If you are the homeowner, the chances are that you are in the biggest bedroom (the main bedroom, the principal bedroom, the master bedroom if you must) and if any of your bedrooms have an en-suite bathroom, it’s likely that it is this one. The trick is not to get hung up on what your guest room doesn’t have but look at what it has to offer, or what it could offer. Being different, feeling different, is the key. It might naturally have a different view, a different shape, it might be a quieter room in the house, or a warmer one. If there really isn’t anything obvious, try to think about what could be added. If it’s an older house and has a chimney breast, could you add a fireplace? If there is space, could you add a lovely bookcase and a reading chair. If it is small without much additional space to play with, I would think about using a bolder wall colour, or wallpaper, and contemplate adding a feature bed such as a four poster or a big headboard. Whatever you do, don’t compromise on the bed, either the size or the comfort factor. If the room is tiny, put in the biggest bed you can and use really small bedside tables rather than an undersized bed which will never tempt you to leave the comfort of your own bed to take an overnight stay along the corridor.

 

Good lighting is as vital in bedrooms as everywhere else and the good news is that it is often not that complicated but it does need to be considered. You will need soft bedside lighting and even though many of us get the words we read before lights out from our devices, you still need to be able to see enough without feeling over lit or automatically waking a sleeping partner. To achieve this, you might want a brighter bedside lamp and also a gentle, focused reading lamp. It is also attractive to have other lamps in the room if possible and you might need some additional lighting just so that on the occasions you need to brightly lit room (cleaning or packing for example), you have that option. Central pendant lights generally give really poor light around a room and if you are using one in a bedroom, it is better to think of it as a decorative item (such as a chandelier or a beautiful shade) rather than using it as an everyday light source.

 

As ever, accessories are your friend and items in your guest room should be thought about carefully as they can be used to make the room not only feel different to the room that you use regularly but also rather special. Make sure that the pictures you hang in the room are ones you really like and invest in high quality bedlinen, a bed throw and cushions for the bed. Also some practical things like good hand cream, an attractive water jug and glasses, a selection of readable books and a beautiful vase that can take a handful of flowers or vegetation from the garden (or a really good faux bunch if you know this won’t actually happen) will be welcomed both by guests and by you when you use the room.

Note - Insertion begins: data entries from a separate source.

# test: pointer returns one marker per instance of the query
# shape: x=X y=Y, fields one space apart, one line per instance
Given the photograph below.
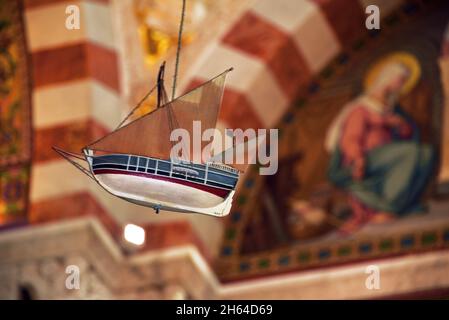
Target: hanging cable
x=178 y=50
x=137 y=106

On a practical note, see if there is somewhere that you can provide a space to put an overnight bag, or just to pile up clothes (rather than on the floor) and similarly a few hooks on the back of the door or elsewhere, with some good quality hangers, are always welcome.

 

If you live in a bigger house, you might find yourself in the enviable position of having more than one guest room and therefore I would strongly advise that you keep repeating the approach of finding the advantage of the room and playing to that strength. For example, if the room is small, you might find that it can be made to be feel incredibly cosy and indeed may be the easiest to properly heat and therefore the warmest room in the house during a cold snap. If you decorate your guest rooms beautifully and crucially differently to each other, they will be a pleasure to use, and I would say that you are getting the decoration of the room right when you want to use it as much as you want to be in your own room.

 

There is often the thorny issue of changing a child’s bedroom once they have left home. You hopefully want to encourage them to come back and for them to be comfortable in your home when they do. However, their old rooms shouldn’t be kept as a shrine to their childhood, or indeed act as a free storage locker for the stuff they can’t be bothered to sort out or take to their own abode. I hope that if you redecorate the room and make it inviting for them to use that the drama of changing a space won’t be insurmountable, and in doing so you will reclaim a room for you and your other guests to use as well as your offspring.

 

So take a look at your spare room – view it not as a lesser space than the room you have selected as your own, but as an opportunity to create your own destination bedroom that you would like to book into when you deserve a treat and you want a change. Your guests will thank you, assuming of course that you can bear to move out of the room when they come to visit.